Disclosure: This review was based on bottles I purchased
Ever since oud was introduced to the west a little over fifteen years ago it has become one of the most used ingredients in perfumery over that time. Especially over the last five years there has been a virtual wave of oud perfumes. The funny thing is most people who have worn those perfumes have never smelled the real thing. Most often it is either one of the synthetic ouds or cypriol/nagarmotha as a substitute in those perfumes. The real oud is so expensive to source, and create, the real stuff is difficult to find. I have spent a lot of time over the past few years buying direct from Asian sources to acquire a little of the real thing. Real oud is one of the most fascinating substances a perfumer can use. What region it comes from, how old the tree being harvested is, how long the oil has aged, all have an effect on its profile. For those of you who want to try real oud the opportunity has arrived with the release of the new Editions de Parfums Frederic Malle The Night by perfumer Dominique Ropion.

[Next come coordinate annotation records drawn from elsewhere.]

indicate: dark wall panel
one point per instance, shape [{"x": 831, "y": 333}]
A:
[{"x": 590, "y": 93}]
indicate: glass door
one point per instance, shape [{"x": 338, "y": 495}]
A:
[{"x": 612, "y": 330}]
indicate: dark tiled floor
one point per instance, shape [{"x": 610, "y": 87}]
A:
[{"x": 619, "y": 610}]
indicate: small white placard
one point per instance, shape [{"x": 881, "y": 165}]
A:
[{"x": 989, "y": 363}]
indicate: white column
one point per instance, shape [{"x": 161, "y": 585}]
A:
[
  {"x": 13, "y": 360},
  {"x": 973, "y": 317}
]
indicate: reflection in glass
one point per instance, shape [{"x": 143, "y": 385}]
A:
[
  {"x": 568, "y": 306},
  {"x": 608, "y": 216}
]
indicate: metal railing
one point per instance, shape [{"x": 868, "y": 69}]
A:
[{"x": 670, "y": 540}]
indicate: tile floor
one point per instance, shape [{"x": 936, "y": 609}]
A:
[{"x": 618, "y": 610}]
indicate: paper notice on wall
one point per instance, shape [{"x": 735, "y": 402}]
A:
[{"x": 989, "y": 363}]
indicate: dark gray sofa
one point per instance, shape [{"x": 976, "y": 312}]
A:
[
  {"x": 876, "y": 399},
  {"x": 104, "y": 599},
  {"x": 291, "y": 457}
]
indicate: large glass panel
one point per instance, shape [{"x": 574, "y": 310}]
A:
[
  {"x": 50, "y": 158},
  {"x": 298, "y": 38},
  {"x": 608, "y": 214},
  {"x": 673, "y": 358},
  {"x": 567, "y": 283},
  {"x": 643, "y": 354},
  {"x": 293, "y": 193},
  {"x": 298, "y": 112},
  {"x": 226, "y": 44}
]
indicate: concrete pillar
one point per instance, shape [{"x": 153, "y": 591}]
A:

The Night is purported to contain an “unprecedented” amount of oud from India. M. Ropion only adds in two other notes, Turkish rose and amber. From the moment I opened my sample there was no doubt in my mind this was indeed real oud. When I, and others, write about oud we remark on it with unflattering adjectives like medicinal, band-aid-y, cheesy, dirty gym socks. Those don’t inspire one to want to put something like that on their body. The funny thing it is the combination of all of those derogatory aspects which make real oud so much fun to wear. I would also be the first to admit that it is an acquired taste. If you let the more confrontational character of oud push you away you will miss something sublime. In The Night M. Ropion clearly understands this and so keeps the perfume simple.
When I put The Night on for at least two hours it is nothing but the Indian oud. It smells like any of the oud oils I own. Indian oud tends to tilt towards the dirty bandage side of the oud spectrum. There is also a bit of cheese here too but it predominantly is the medicinal oud on display. These first two hours you might feel like this perfume is wearing you instead of the other way around. Because I knew what was coming I had a chance to mentally brace myself for the onslaught. There was still a bit of struggle but this Indian oud is an excellent choice to use because it really does display the quirky nature of pure oud. When the Turkish rose does finally make an appearance hours after first application it probably takes another couple of hours for it to even begin to make an impression with the oud. Once it does happen you can really appreciate why rose has been the historical yin to oud’s yang. The Turkish rose used here has an enhanced spicy core and it is that which allows it to gain some traction. The rose feels like it is the chaperone in bringing real oud to a western audience. Amber is used as an opaque shimmer of finishing but The Night is all about the oud and then the rose and the oud.
The Night has ridiculous longevity of over 24 hours. It also has significant sillage. This is a perfume to wear and appreciate around others who enjoy fragrance.
The Night is going to cause a lot of commotion once it makes its way to the usual Editions de Parfums stockists next year. There are many who are going to learn what they always thought was oud was something else. I kept hearing Mick Jagger singing the opening line of “Sympathy for the Devil” imagining these reactions. The ones who persevere will be rewarded with an experience of oud unlike anything they have tried before.
Disclosure: This review was based on a sample I purchased.